We propose a novel algorithmic method for constructing invariant variational schemes of systems of ordinary differential equations that are the Euler-Lagrange equations of a variational principle. The method is based on the invariantization of standard, non-invariant discrete Lagrangian functionals using equivariant moving frames. The invariant variational schemes are given by the Euler-Lagrange equations of the corresponding invariantized discrete Lagrangian functionals. We showcase this general method by constructing invariant variational schemes of ordinary differential equations that preserve variational and divergence symmetries of the associated continuous Lagrangians. Noether's theorem automatically implies that the resulting schemes are exactly conservative.
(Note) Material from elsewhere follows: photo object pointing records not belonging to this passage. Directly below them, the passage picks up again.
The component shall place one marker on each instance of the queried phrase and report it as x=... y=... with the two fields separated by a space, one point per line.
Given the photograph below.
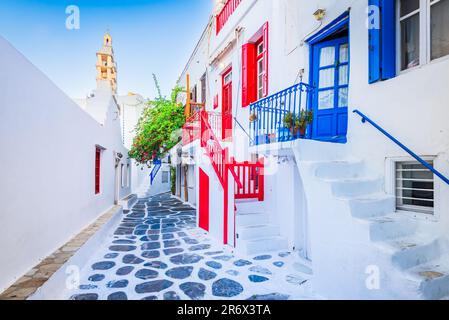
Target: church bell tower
x=106 y=67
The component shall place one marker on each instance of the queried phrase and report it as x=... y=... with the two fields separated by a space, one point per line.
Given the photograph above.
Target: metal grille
x=414 y=187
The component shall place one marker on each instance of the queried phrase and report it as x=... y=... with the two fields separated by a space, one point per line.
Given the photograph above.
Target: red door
x=227 y=105
x=204 y=201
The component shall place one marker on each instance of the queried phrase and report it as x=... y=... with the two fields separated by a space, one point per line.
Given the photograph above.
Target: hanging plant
x=158 y=128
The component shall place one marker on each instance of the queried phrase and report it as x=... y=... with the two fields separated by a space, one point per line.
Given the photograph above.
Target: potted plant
x=288 y=123
x=253 y=117
x=305 y=118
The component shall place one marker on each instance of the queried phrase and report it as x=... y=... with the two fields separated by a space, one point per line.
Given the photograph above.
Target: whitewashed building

Numerical simulations are carried out and show that these invariant variational schemes outperform standard numerical discretizations.

翻译：我们提出一种新的算法方法,用于构建普通差异方程式的无变式变换办法,即变式原则的Euler-Lagrange方程式。该方法基于使用等式移动框架的标准、非异离性Lagrangian功能的变换,由相应的变异离性Lagrangian函数的Euler-Lagrange方程式提供。我们通过构建普通差异方程式的变换办法展示了这一通用方法,这些变异办法维护了连续连续的Lagrangians的变异和差异对称。Noether的理论自动意味着由此产生的方案非常保守。进行了数值模拟,并表明这些变异性变异方案超越了标准数字离异化。